The Inheritance: Panic In Las Vegas
By Infogrames
Spectrum 48K

 
Published in Your Sinclair #17

The Inheritance: Panic In Las Vegas

When I first loaded this game up I admit to thinking it was rather poorly documented and took a little time to get into, but I'm glad I persisted as it's starting to give me a great deal of enjoyment, despite some major irritations.

It's an icon-driven game, so it's more a case of cursor control than your actual GET LAMP, DROP TROUSERS, and the basic storyline is that you're living in New Haven, Connecticut, in the 1960's, in a squalid room in an apartment block. You haven't paid your rent for months, and life looks pretty grim till you receive a lawyer's letter informing you that you're heir to an inheritance from your rich aunt. As if all this wasn't implausible enough, there's a condition to the inheritance - you have to repeat your aunt's feat of 30 years earlier, when she won a million dollars in one night at Las Vegas. Luckily for you the letter also contains $200 and an airline ticket to Las Vegas. Unluckily for you, the flight leaves almost at once, meaning you have to pack your bags and find a way of getting out past the landlady and various neighbours who impede your progress by insisting you return various things that you've borrowed.

The game's in three parts, the first being 'In the Building', and this is where the cursor control comes in. You start in your own room, the graphic of which takes up most of the screen, and you move a cursor around as in Infogrames' earlier Vera Cruz, this time using the DELETE key to move objects about and open and close cupboards and doors. Place the cursor over the doorhandle and you go through the door to the corridor outside, where you can move around and try your luck opening other doors.

In your room is a bag, and you can store eight objects in this, though you only have one key to cover all operations. In the cupboards are a variety of objects, from broken radios to battered trumpets, but you can only display one at a time on the screen. You can't flip through the objects, you have to pick one up in order to have the next one displayed, and then drop the one you've just picked up to allow you to pick up object two and so see what object three is.

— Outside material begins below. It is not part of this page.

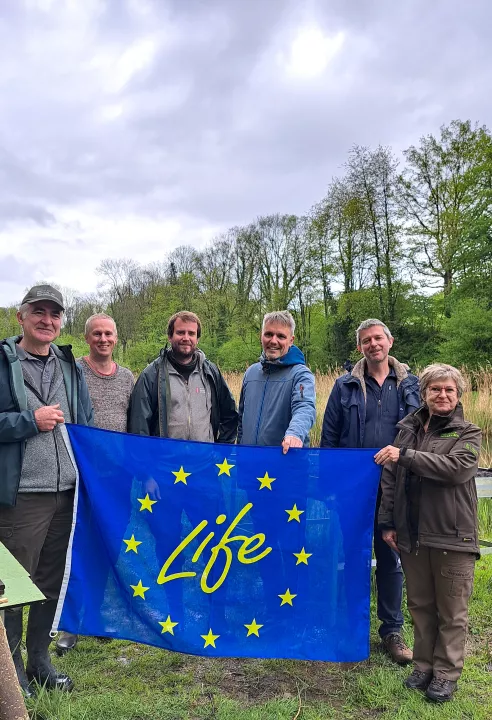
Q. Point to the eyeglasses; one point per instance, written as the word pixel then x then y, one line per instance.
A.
pixel 435 390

Part two is 'At the Airport', which so far seems to be on a similar basis to part one, which I have to keep going back to as I discover I haven't got the things that I need. Part three is 'In Las Vegas', and I haven't seen that yet as mean old Infogrames didn't give me the code that you need to load up each separate part. In part three you can then choose to enter a variety of gambling games which you're given the rules for, in your attempt to win $1 million. A great deal of graphic complexity has gone into the program, and it's certainly an adventure with a difference. I don't normally go for icon-driven games, but this one won me over. And if you do win $1 million, by the way, I hope you'll remember who recommended the game to you.